Because of increased electrical load, the HFEL&P Co. purchased another new General Electric generator in 1923, a new GE switchboard, new transformers, and a new water turbine from S. Morgan Smith. This is the generator which company officials claimed malfunctioned in January of 1925 and started the fire that destroyed most of the mill.
After the fire, the Harpers Ferry Paper Company (which by this time had been consolidated with the HFEL&P Co. and the Shenandoah Pulp Mill) decided to concentrate solely on the generation of electricity. It is unclear what happened to the equipment and turbines previously devoted to pulp-making. Most of the machinery seems to have either been destroyed in the fire or scrapped afterwards. The water turbines probably survived the fire, but there are no company records as to their disposition. In May of 1925, four months after the fire, the Harpers Ferry Paper Company asked S. Morgan Smith to send someone to test the old Dayton Globe and S. Morgan Smith water turbines used for the electrical plant, presumably to make sure the fire had not damaged them.
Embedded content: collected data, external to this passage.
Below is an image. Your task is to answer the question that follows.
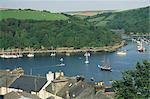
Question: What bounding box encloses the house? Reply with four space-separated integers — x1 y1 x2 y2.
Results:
0 69 65 99
9 75 47 93
0 72 19 95
1 69 110 99
46 76 95 99
0 68 25 95
0 68 24 76
36 71 64 99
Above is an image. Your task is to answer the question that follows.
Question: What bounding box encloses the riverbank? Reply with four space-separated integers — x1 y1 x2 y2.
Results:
0 41 125 55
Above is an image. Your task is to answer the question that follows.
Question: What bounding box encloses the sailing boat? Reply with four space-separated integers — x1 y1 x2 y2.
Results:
27 48 34 57
98 57 112 71
137 40 145 52
50 52 56 56
117 50 127 56
27 53 34 57
0 49 20 59
17 49 23 58
50 47 56 56
57 57 65 66
84 52 90 64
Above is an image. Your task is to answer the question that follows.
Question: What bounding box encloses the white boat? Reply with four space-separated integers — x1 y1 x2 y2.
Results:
0 48 24 59
0 54 5 58
85 55 89 64
17 50 23 58
60 58 64 62
27 48 34 57
50 53 56 56
84 52 90 64
117 51 127 56
0 54 19 58
84 52 90 57
17 54 23 58
137 41 145 52
0 54 10 58
56 63 65 67
12 55 18 58
57 57 65 66
66 53 70 56
0 48 22 58
27 53 34 57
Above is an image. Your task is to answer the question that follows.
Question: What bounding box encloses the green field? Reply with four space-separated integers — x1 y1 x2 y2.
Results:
0 9 69 20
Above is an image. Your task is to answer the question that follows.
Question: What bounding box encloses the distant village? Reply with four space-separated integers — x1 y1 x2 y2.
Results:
0 68 115 99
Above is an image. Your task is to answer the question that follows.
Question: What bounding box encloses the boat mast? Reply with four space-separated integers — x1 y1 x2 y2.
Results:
85 52 89 64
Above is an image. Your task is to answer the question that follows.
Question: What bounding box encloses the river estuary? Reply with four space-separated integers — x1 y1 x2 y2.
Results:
0 41 149 85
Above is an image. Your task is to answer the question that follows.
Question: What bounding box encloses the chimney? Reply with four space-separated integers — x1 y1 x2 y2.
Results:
66 91 70 99
46 71 54 81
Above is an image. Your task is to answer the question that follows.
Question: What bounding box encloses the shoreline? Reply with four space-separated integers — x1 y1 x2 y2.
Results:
0 41 125 55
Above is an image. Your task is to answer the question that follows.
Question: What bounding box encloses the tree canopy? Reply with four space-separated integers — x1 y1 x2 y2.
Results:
112 60 150 99
0 14 121 49
107 7 149 34
84 6 149 34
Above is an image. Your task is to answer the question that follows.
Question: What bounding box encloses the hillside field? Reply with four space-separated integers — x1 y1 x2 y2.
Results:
0 9 69 20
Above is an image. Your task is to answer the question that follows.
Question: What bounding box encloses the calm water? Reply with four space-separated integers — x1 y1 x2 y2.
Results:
0 42 149 85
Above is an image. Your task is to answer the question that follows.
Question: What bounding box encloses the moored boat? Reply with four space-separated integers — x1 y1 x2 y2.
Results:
84 52 90 57
66 53 70 56
137 40 145 52
60 58 64 62
56 63 65 67
27 48 34 57
98 65 112 71
51 53 56 56
84 52 90 64
98 56 112 71
27 53 34 57
117 51 127 56
0 54 20 58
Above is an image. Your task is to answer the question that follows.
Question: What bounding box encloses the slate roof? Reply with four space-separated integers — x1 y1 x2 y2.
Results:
4 91 41 99
46 76 94 99
0 95 4 99
9 75 47 92
46 77 76 94
0 73 18 87
57 81 94 99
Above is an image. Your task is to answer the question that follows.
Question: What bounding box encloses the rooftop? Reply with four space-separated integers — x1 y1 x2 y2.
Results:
46 76 94 99
9 75 47 92
4 91 41 99
0 73 18 87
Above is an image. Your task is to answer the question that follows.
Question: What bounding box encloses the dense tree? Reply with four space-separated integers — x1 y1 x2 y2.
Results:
84 7 149 34
107 7 149 33
0 16 121 49
112 60 150 99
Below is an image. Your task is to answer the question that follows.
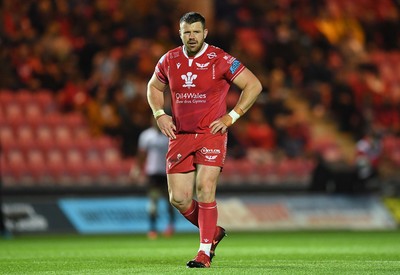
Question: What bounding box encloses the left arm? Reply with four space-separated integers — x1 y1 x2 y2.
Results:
210 68 262 134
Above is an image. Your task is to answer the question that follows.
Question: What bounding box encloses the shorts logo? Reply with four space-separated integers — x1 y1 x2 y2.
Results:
205 155 218 161
201 147 220 163
168 153 182 168
200 147 221 155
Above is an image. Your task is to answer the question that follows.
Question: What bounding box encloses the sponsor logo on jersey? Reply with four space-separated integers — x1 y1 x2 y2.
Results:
212 64 216 79
230 60 241 74
181 72 197 88
207 52 217 59
175 92 206 104
223 55 236 64
176 93 206 100
195 62 210 70
177 62 181 69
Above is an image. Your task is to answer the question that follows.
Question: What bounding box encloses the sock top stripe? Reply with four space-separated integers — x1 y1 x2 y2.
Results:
198 201 217 210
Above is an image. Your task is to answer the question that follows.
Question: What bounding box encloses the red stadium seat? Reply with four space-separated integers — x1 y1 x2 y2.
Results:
0 90 15 108
54 125 73 143
35 90 56 114
0 124 15 147
1 161 29 187
65 148 85 166
5 103 24 121
36 125 54 145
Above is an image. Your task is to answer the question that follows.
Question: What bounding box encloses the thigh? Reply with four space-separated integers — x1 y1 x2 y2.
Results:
195 164 221 202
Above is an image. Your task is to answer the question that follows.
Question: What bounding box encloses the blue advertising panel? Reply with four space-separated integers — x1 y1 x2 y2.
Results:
58 197 196 234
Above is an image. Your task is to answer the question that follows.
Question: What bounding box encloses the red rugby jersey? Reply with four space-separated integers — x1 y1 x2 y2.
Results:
154 43 245 134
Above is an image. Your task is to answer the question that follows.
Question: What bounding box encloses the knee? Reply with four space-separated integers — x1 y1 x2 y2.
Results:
169 195 192 212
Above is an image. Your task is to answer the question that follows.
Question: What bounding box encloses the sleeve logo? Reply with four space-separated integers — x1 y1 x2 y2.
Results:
229 60 241 74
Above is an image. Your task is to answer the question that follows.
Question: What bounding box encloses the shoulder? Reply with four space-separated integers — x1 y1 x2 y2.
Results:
204 45 226 59
207 45 238 64
160 47 183 63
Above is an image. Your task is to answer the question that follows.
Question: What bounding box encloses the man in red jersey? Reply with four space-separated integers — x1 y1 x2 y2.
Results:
147 12 262 268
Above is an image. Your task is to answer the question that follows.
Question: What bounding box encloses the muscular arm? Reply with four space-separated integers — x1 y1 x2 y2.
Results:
231 68 263 114
147 74 177 139
147 73 167 113
210 68 262 134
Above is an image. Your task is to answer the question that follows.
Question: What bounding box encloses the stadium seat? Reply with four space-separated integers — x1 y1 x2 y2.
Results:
26 148 46 166
256 162 280 185
47 161 76 186
0 124 15 146
220 159 245 185
0 90 15 107
3 147 26 168
54 124 73 144
1 161 30 187
36 125 54 145
64 163 92 186
64 112 86 127
14 123 34 138
5 103 24 121
25 102 43 120
74 127 91 142
35 90 56 114
65 148 85 166
45 147 65 166
103 147 122 164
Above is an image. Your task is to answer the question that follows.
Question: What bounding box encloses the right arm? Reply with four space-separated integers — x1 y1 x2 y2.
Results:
147 73 177 139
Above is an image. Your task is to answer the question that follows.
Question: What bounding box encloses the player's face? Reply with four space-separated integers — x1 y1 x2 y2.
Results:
179 22 208 57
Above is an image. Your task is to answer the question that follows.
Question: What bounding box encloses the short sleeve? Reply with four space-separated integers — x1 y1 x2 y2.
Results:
155 53 169 84
221 53 245 82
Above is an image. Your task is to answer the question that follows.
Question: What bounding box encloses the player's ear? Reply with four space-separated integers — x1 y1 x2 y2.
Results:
204 29 208 39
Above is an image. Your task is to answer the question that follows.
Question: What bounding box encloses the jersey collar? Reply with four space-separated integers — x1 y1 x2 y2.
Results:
182 43 209 59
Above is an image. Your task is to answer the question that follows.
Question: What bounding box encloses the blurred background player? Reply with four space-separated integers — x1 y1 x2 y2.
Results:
131 120 175 239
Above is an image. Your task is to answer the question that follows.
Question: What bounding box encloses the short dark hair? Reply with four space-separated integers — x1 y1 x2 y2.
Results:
180 12 206 28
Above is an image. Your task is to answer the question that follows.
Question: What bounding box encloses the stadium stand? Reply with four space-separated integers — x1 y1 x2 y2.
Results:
0 0 399 195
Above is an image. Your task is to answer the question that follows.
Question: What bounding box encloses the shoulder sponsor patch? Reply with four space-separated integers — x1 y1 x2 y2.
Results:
230 60 241 74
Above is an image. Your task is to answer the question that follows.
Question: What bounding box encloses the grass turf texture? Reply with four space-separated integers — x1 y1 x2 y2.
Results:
1 231 400 274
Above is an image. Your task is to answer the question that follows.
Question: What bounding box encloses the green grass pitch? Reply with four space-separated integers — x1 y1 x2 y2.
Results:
1 230 400 274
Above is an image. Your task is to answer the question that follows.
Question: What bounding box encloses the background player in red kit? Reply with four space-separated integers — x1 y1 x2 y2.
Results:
147 12 262 268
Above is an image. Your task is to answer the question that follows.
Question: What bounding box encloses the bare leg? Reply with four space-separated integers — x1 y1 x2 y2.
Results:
167 171 196 212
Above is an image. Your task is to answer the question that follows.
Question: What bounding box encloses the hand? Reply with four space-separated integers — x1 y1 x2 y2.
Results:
156 115 177 139
209 114 232 134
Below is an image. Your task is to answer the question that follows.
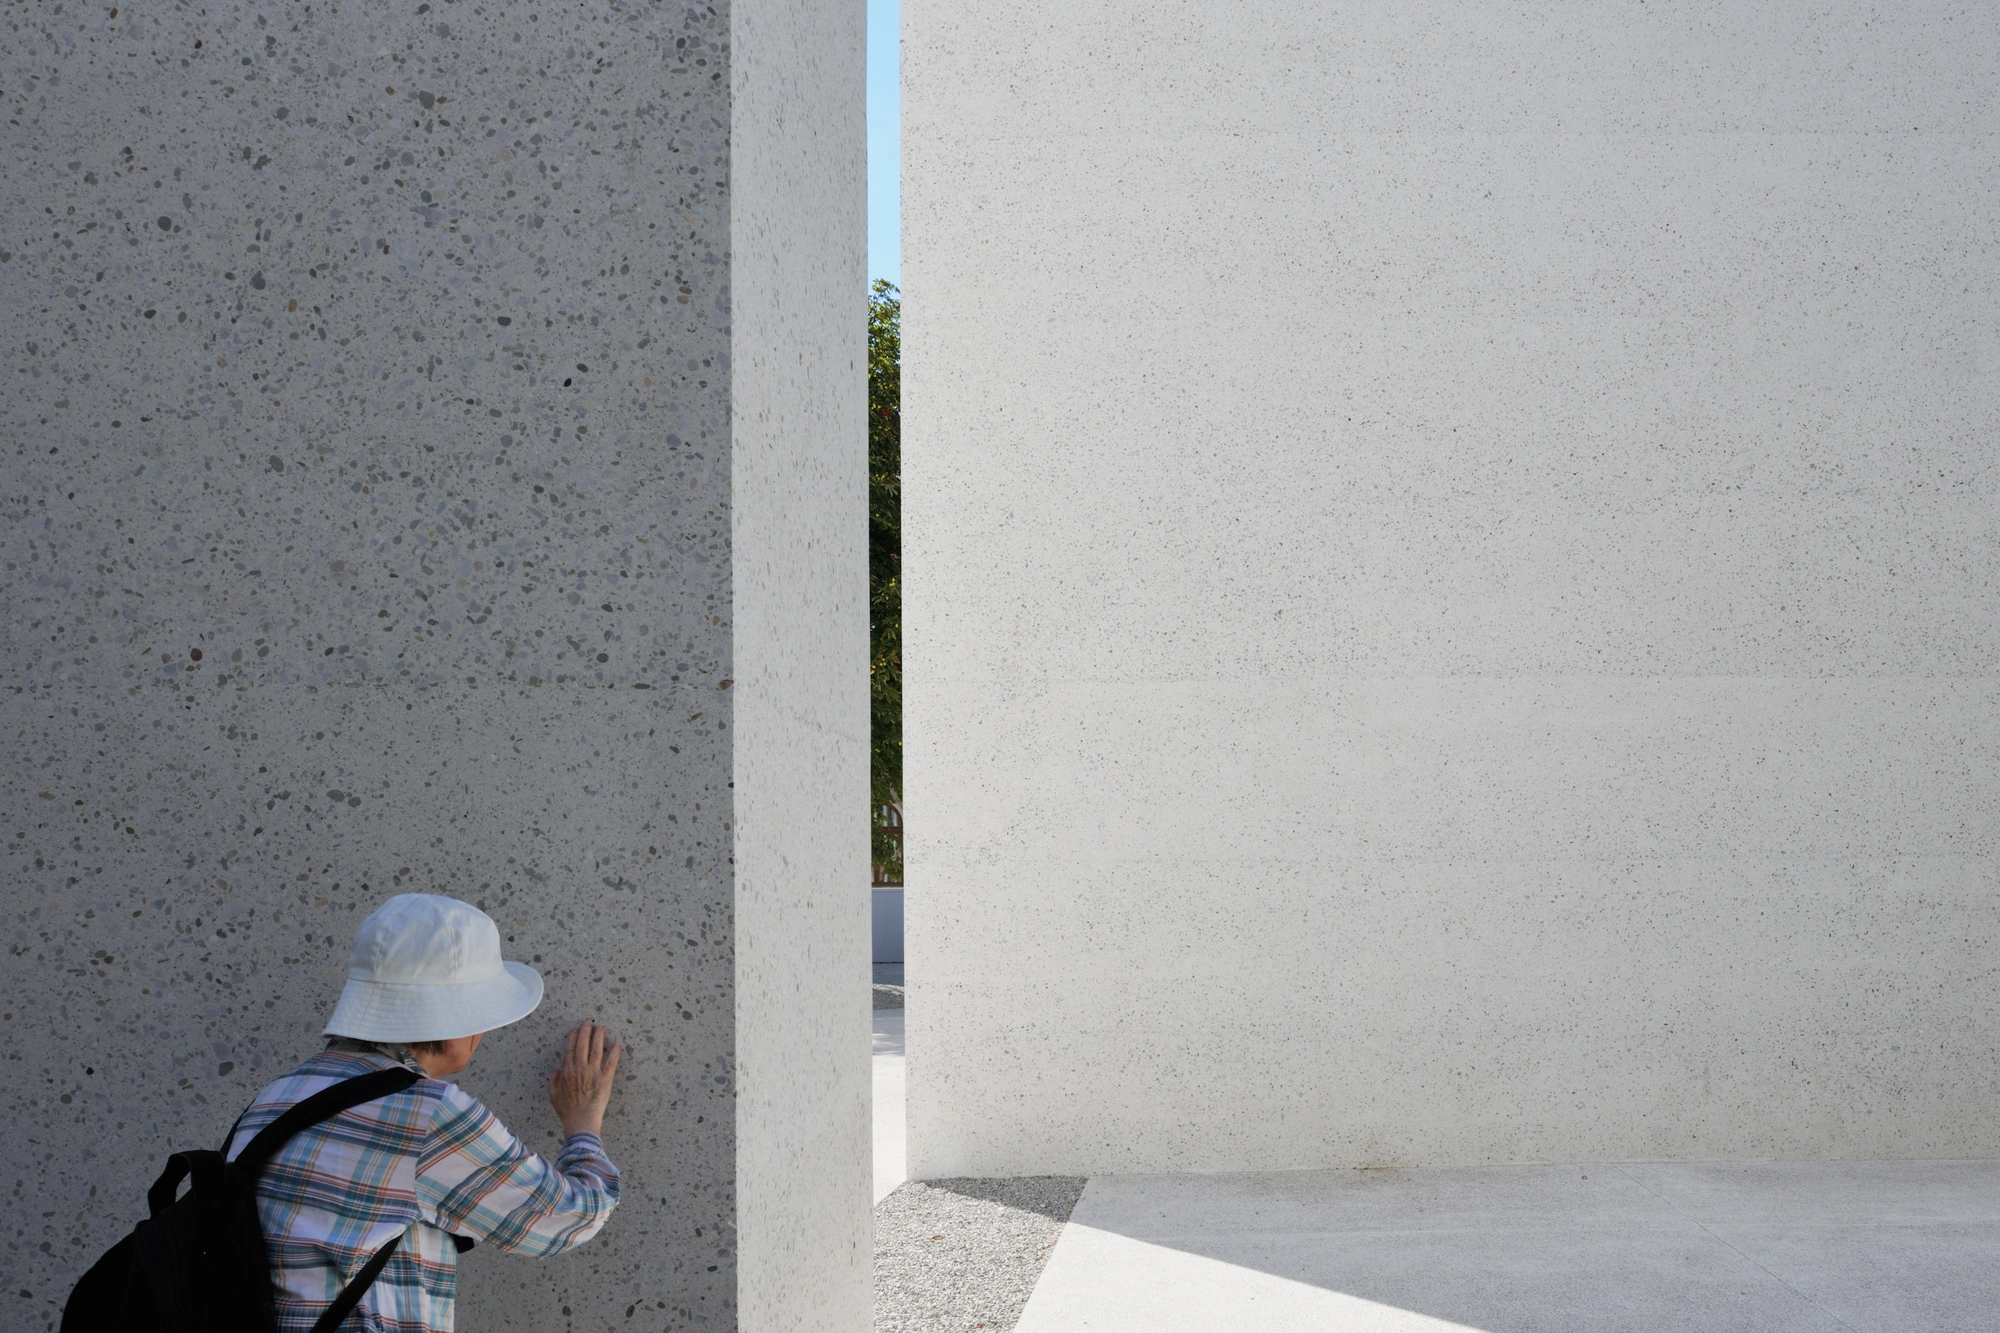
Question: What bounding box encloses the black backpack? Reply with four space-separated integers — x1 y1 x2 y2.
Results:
61 1067 422 1333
The GE generator installed in 1917 seems to have survived the fire, although there is conflicting evidence. The company did purchase a new GE 600 kilowatt capacity generator after the fire, and installed it over the 1923 S. Morgan Smith water turbine.
By the end of 1925, then, the Potomac Power Plant had in operation (or soon to be operable) a 1925 GE 600 kilowatt-capacity generator powered by a 1923 S. Morgan Smith 57" vertical water turbine, and a 1917 GE 240 kilowatt-capacity generator connected to a c.1905 Dayton Globe 51" vertical water turbine. The 1925 GE generator was also equipped with a water wheel governor manufactured by the Woodward Governor Company of Illinois. The governor helped to regulate the speed of the turbine by controlling the amount of water entering its runners. According to one historian, the Woodward company dominated the governor market in the 1920s.
It is unclear whether the new GE switchboard installed in 1923 survived the fire, but a 1928 report described the switchboard then in place as a "5 panel G.E. switchboard complete with instruments, switches, bus structure and wiring" plus a "single street lighting panel with instruments, switches and a constant current regulator." At some unknown date, the GE panels were replaced by the Westinghouse switchboard panels currently in the plant.
The major pieces of machinery and equipment in the Potomac Power Plant as of 1998 include the 1925 GE generator with the Woodward governor, the c. 1905 Dayton Globe water turbine, and various Westinghouse switchboard panels.